“But I wish I had one definite big gift, Billy,” said Susan, on a July afternoon, when she and Mr. Oliver were on the ferry boat, going to Sausalito. It was a Sunday, and Susan thought that Billy looked particularly well to-day, felt indeed, with some discomfort, that he was better groomed and better dressed than she was, and that there was in him some new and baffling quality, some reserve that she could not command. His quick friendly smile did not hide the fact that his attention was not all hers; he seemed pleasantly absorbed in his own thoughts. Susan gave his clean-shaven, clear-skinned face many a half-questioning look as she sat beside him on the boat. He was more polite, more gentle, more kind that she remembered him—what was missing, what was wrong to-day?
It came to her suddenly, half-astonished and half-angry, that he was no longer interested in her. Billy had outgrown her, he had left her behind. He did not give her his confidence to-day, nor ask her advice. He scowled now and then, as if some under-current of her chatter vaguely disturbed him, but offered no comment. Susan felt, with a little, sick pressure at her heart, that somehow she had lost an old friend!
He was stretched out comfortably, his long legs crossed before him, his hands thrust deep in his trousers pockets, and his half-shut, handsome eyes fixed on the rushing strip of green water that was visible between the painted ropes of the deck-rail.
“And what are your own plans, Sue?” he presently asked, unsmilingly.
Susan was chilled by the half-weary tone.
“Well, I’m really just resting and helping Auntie, now,” Susan said cheerfully. “But in the fall—–” she made a bold appeal to his interest, “—in the fall I think I shall go to New York?”
“New York?” he echoed, aroused. “What for?”
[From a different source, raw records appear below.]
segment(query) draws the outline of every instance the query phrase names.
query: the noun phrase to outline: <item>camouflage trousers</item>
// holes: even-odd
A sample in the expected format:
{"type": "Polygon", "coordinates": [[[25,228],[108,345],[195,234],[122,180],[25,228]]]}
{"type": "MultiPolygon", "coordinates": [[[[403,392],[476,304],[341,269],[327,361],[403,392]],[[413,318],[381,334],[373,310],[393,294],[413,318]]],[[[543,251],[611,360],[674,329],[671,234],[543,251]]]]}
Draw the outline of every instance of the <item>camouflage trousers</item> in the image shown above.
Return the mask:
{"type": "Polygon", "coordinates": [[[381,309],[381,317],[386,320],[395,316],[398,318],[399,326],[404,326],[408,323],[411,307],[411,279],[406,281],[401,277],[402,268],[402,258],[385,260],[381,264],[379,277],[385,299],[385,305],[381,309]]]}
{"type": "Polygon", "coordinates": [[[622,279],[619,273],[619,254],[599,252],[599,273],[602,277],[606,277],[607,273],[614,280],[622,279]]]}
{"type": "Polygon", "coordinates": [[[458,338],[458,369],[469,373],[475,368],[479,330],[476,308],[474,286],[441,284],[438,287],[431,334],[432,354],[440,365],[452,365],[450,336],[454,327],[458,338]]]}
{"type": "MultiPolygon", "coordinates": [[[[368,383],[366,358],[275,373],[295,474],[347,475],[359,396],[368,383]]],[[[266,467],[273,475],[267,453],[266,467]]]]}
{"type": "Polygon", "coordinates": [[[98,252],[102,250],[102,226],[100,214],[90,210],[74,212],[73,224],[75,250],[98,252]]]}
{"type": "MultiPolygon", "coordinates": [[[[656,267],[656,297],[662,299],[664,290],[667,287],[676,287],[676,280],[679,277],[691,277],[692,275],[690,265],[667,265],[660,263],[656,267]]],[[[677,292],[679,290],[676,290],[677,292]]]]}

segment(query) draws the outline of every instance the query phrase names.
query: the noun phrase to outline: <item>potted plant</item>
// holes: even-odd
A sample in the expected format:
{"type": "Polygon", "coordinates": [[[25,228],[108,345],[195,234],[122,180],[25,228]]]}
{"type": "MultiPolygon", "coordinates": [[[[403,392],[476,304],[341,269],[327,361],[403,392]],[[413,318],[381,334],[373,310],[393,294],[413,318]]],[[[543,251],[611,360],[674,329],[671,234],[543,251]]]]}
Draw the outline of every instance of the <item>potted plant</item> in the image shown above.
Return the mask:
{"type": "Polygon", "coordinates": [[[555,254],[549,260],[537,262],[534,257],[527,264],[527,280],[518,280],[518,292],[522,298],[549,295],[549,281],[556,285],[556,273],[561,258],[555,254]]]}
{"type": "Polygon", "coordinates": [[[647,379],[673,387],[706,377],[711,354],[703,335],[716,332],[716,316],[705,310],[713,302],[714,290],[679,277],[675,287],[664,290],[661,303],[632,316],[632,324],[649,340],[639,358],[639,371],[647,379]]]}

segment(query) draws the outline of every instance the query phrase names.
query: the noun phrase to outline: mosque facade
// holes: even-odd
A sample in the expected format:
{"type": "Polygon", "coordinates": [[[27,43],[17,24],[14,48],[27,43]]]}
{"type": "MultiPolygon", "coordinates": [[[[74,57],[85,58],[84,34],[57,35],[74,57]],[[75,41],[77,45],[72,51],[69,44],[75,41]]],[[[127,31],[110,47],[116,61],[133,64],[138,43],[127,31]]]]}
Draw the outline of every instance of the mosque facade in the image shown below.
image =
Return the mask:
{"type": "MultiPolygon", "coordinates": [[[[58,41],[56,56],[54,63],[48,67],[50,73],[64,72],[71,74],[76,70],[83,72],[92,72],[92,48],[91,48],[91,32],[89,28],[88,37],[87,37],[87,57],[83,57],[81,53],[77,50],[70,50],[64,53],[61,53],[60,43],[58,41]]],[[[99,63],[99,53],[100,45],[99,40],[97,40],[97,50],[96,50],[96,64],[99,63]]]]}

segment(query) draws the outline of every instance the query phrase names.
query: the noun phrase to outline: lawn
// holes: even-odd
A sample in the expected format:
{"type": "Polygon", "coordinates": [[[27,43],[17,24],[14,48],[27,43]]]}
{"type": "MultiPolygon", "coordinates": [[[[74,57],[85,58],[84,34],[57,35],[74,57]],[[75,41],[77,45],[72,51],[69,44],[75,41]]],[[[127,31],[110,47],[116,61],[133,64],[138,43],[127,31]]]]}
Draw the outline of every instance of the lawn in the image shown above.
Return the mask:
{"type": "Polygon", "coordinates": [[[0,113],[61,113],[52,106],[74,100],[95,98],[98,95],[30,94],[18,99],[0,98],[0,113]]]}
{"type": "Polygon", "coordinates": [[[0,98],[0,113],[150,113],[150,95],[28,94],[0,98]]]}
“Oh, anything!” Susan answered confidently. “There are a hundred chances there to every one here,” she went on, readily, “institutions and magazines and newspapers and theatrical agencies— Californians always do well in New York!”
“That sounds like Mary Lou,” said Billy, drily. “What does she know about it?”
Susan flushed resentfully.
“Well, what do you!” she retorted with heat.
“No, I’ve never been there,” admitted Billy, with self-possession. “But I know more about it than Mary Lou! She’s a wonder at pipe-dreams,—my Lord, I’d rather have a child of mine turned loose in the street than be raised according to Mary Lou’s ideas! I don’t mean,” Billy interrupted himself to say seriously, “that they weren’t all perfectly dandy to me when I was a kid—you know how I love the whole bunch! But all that dope about not having a chance here, and being ‘unlucky’ makes me weary! If Mary Lou would get up in the morning, and put on a clean dress, and see how things were going in the kitchen, perhaps she’d know more about the boarding-house, and less about New York!”